Author: Monroe M. Lefkowitz
Publisher: Elsevier
Published: 2013-10-22
Total Pages: 256
ISBN-13: 148318174X
DOWNLOAD EBOOKGrowing Up to be Violent: A Longitudinal Study of the Development of Aggression deals with the study of psychosocial development concerning aggressive behavior in third-grade schoolchildren and their upbringing. The design of the study is longitudinal—a follow-up research has been made when the children reached the twelfth grade. The book explains that certain child-rearing practices and some environmental factors can be predictors of aggressive behavior during young adulthood. The text also reviews the various theories of aggression including the theory of innate aggressiveness and the social learning of aggression. The book discusses the roots of aggression, the four classes of environmental variables (instigators, punishment, identification, sociocultural variables), as well as, sex differences and perinatal complications in aggression. The book addresses the effects of television in the development of aggressive behavior: that television can incite aggression and present certain ways of practicing aggressiveness. The book points that young adults who were intelligent, popular and polite as young children have positive social position as young adults. This book can prove insightful for psychiatrists, psychologists, behavioral scientists, child educators, students or professors in psychology, and for parents of young children.
Author: Luke S. Watson Jr
Publisher:
Published: 1973
Total Pages: 162
ISBN-13:
DOWNLOAD EBOOKAuthor: Jack Kahn
Publisher: Elsevier
Published: 2014-05-18
Total Pages: 241
ISBN-13: 1483187365
DOWNLOAD EBOOKJob's Illness: Loss, Grief and Integration explores the Book of Job and examines the psychiatric interpretation of Job's illness. This book presents the story of Job to help the readers to discover the links between depression, obsessional states, and paranoia. Organized into nine chapters, this book begins with an overview of the various medical references in which Job's illness is described in terms of categories of diseases in physical medicine. This text then describes Job's insistence on what has been called his perfection is a trait seen in obsessional personalities.
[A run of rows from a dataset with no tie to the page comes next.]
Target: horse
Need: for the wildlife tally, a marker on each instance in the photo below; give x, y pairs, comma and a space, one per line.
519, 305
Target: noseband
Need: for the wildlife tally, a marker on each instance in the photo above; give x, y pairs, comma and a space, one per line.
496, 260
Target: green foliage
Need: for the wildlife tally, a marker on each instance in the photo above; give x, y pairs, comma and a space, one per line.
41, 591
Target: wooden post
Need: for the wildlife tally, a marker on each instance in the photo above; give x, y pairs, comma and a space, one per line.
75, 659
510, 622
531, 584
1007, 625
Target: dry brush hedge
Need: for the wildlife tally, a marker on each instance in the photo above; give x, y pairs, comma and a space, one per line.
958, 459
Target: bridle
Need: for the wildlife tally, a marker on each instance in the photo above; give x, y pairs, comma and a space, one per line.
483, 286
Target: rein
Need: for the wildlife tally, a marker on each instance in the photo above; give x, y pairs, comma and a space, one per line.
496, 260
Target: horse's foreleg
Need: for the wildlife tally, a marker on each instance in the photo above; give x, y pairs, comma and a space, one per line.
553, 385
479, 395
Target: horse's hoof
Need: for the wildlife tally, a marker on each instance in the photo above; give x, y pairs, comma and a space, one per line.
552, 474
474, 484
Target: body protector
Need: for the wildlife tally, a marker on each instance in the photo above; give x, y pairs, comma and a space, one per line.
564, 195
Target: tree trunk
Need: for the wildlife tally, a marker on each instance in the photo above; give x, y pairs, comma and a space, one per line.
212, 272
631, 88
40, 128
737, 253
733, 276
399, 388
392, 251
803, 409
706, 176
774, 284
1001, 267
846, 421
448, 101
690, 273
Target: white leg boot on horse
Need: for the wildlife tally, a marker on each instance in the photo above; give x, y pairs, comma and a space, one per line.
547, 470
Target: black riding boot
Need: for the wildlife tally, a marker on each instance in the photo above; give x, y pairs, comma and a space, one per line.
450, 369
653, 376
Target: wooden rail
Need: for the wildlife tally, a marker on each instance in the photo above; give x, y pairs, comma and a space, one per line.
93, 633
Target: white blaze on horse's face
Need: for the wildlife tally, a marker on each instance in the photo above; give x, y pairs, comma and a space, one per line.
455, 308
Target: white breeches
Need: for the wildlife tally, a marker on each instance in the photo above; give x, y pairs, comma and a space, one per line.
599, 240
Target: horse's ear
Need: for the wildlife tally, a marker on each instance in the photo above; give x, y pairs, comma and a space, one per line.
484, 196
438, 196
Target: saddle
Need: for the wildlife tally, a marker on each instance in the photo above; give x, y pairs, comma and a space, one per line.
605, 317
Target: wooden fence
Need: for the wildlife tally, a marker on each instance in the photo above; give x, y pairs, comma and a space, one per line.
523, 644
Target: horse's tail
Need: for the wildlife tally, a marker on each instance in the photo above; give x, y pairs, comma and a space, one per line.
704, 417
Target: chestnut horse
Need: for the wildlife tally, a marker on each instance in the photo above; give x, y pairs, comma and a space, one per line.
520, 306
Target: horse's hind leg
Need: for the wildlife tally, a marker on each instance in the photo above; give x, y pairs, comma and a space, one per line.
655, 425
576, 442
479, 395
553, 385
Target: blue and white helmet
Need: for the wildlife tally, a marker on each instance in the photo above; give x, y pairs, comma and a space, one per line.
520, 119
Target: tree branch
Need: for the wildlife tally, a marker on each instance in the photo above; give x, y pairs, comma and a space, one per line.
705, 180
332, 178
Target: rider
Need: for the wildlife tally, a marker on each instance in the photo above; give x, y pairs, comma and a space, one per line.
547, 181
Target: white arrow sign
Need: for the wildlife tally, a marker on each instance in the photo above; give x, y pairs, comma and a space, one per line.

Other chapters consider Job's own communications about his experiences and feelings. This book discusses as well the various ways of looking upon what happens to Job in terms of therapy. The final chapter deals with the transformation of Job with qualities different from the old one and restored to health. This book is a valuable resource for clinicians, psychologists and psychotherapists.
Author: Dan Landis
Publisher: Elsevier
Published: 2013-09-17
Total Pages: 287
ISBN-13: 1483138879
DOWNLOAD EBOOKHandbook of Intercultural Training, Volume I: Issues in Theory and Design is a compilation of nine essays dealing with a problem central to today's complex world: ""How can people best live and work with others who come from very different cultural backgrounds?"" The major focus of the nine essays in this book is the experience of living and working for long periods in other cultures. The book also focuses on other types of cross-cultural experiences, such as majority-minority group relations, training and preparation, and integration. There are analyses of possible experiences people may have, such as stress during adjustments. Other authors in this book address the benefits of intercultural action and integration into a country's educational system. International education is seen to benefit through a greater attention to face-to-face cross-cultural experience. The first seven essays are good descriptions of intercultural behavior and training, while Chapter 8 is an evaluation of cross-cultural training. The last chapter describes the atlas of affective meanings containing 620 concepts from 30 languages/culture communities for use in intercultural training and education. Behavioral and social scientists, trainers and cross-cultural scientists, overseas businessmen, foreign students, diplomats, immigrants, and other people who work in different cultures will find this handbook very helpful.